I know I did - even when I knew better.   I had cars, houses, boats, and whatnot - all carefully maintained and organized and cared for, so I thought I was not a hoarder, just "well off".   But I realized over time that these "things" were costing me real wealth and delivering less and less satisfaction as time went on.    Owning less turned out to be a pleasure, not owning more.

In the media, the rich and famous are depicted as owning mountains of consumer goods - huge homes with garages full of cars as well as walk-in closets full of designer suits or dresses and of course, shoes.  Having a lot of "stuff" is what is promoted on Lifestyles of the Rich and Famous.  And in recent years, it is been sold to us - the middle-class people - that we, too, can have walk-in closets and three-car garages with hobby cars and lots of stuff - even though we don't have the army of servants the really wealthy have to maintain it all.

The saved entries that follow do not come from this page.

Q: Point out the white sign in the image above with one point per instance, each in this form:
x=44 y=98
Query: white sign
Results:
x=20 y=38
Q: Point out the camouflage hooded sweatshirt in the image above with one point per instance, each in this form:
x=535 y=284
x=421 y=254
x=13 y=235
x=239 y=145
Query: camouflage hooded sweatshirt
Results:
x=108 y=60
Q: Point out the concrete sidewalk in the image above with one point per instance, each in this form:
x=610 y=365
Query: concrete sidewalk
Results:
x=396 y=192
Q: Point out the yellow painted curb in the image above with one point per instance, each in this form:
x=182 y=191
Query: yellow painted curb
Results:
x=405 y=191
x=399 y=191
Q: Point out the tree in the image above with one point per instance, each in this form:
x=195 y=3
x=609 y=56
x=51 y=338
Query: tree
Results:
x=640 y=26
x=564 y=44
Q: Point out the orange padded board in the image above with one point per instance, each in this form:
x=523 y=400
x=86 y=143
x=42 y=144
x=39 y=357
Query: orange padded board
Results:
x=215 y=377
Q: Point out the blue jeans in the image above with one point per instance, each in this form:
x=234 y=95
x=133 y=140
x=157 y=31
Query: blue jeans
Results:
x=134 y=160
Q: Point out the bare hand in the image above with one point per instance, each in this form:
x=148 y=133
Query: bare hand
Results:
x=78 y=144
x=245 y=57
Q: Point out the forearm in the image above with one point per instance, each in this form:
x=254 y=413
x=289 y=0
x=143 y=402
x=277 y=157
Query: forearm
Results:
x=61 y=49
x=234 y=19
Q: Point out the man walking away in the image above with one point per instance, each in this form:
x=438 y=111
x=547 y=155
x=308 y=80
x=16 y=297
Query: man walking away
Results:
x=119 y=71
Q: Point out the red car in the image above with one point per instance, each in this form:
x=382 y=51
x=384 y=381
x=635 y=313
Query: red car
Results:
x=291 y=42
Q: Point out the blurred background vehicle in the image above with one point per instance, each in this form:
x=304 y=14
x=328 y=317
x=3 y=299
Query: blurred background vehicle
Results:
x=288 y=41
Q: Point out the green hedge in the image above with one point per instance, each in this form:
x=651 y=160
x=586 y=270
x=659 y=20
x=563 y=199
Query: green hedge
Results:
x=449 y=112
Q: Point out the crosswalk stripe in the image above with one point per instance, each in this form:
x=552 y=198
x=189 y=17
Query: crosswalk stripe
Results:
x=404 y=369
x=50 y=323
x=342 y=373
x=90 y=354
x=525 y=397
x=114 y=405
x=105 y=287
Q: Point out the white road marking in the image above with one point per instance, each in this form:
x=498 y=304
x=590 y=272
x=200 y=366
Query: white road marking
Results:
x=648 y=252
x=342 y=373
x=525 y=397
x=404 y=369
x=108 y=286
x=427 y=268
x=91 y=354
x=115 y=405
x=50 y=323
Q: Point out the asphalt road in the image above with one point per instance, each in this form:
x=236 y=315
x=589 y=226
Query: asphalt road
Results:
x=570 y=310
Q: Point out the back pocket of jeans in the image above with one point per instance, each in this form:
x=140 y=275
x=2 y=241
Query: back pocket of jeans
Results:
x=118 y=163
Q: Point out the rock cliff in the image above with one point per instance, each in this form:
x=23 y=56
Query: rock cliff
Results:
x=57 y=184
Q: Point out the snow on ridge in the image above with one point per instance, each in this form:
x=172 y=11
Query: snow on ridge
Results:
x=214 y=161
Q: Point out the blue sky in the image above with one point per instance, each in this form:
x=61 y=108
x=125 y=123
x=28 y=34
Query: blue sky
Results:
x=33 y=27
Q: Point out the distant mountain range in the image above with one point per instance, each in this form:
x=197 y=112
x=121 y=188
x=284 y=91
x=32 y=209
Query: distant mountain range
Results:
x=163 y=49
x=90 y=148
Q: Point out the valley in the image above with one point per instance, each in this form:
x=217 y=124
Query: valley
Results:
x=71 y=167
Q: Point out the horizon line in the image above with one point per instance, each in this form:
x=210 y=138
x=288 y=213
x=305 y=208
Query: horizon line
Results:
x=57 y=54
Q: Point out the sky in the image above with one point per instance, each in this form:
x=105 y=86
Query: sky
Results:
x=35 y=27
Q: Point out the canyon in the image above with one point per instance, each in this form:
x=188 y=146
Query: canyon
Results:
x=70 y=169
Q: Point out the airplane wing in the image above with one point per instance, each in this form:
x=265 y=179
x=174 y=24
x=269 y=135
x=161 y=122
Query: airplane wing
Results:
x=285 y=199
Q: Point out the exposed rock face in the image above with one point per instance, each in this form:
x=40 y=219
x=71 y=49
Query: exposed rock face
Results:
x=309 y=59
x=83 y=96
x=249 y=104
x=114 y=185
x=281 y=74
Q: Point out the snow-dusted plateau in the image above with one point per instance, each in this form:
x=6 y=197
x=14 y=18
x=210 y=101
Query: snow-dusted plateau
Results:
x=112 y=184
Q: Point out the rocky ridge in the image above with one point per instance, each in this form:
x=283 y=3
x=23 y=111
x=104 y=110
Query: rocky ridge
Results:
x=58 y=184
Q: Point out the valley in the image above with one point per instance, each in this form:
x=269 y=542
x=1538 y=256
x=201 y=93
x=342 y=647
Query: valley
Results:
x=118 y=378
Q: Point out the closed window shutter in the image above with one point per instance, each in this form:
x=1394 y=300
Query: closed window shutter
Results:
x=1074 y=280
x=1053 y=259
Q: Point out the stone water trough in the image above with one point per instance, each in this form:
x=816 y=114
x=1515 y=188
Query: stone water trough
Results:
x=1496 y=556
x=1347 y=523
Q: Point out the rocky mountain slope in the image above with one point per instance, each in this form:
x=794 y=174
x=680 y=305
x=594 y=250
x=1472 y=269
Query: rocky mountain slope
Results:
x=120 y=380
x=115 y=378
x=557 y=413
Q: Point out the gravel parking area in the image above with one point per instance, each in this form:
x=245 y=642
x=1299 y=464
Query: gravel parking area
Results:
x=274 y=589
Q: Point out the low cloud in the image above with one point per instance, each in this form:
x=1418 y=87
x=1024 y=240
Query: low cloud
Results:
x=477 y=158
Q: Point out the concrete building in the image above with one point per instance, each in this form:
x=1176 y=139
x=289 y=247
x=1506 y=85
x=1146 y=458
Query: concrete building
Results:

Our ancestors had less "stuff" in their lives not necessarily because they had less money (they did) or that things cost more to buy (they did as well) but also because they realized that having a lot of things was costly, time-consuming, and could bankrupt you both financially and in terms of time-management.

The image above is of a collection of items bought by an "exteme couponer" and if you've seen these shows or read about the trend, you've seen this kind of thing before.  The couponer buys these carts of "free" groceries and often times stacks up the product in a garage or basement in specially-bought shelves, so that their house looks like a supermarket.   It is odd behavior - not buying something to use it but to merely have it.   Again, the mind associates wealth with "having things" and hey, having your own supermarket is about as wealthy as you can get, right?

(Of course, the "trick" with extreme couponing is no trick.   Couponers make "stunt buys" with coupons they obtained often by purchasing the same product earlier.   I get a manufacturer's dollar-off coupon for dog food - every time I buy dog food.   This doesn't mean the dog food I get for "free" with the coupon didn't cost me anything).

If you look at the lives of successful people, you won't see these sorts of behaviors.   Warren Buffett doesn't clip coupons.   Bill Gates doesn't have a dead cat in the freezer (but Steve Forbes just might - his latest editorial suggests we go back to the gold standard!).  The very wealthy don't comb the fringes on their rugs or organize old broken lawnmower parts into boxes in their garage.  They don't obsess about "understanding their childhood" or trying to make sense (or make up) with Mom and Dad.   They live their lives and obsess less about the past - which is really all obsessing about possession is, obsessing about the past.

And maybe right there is the key to their success.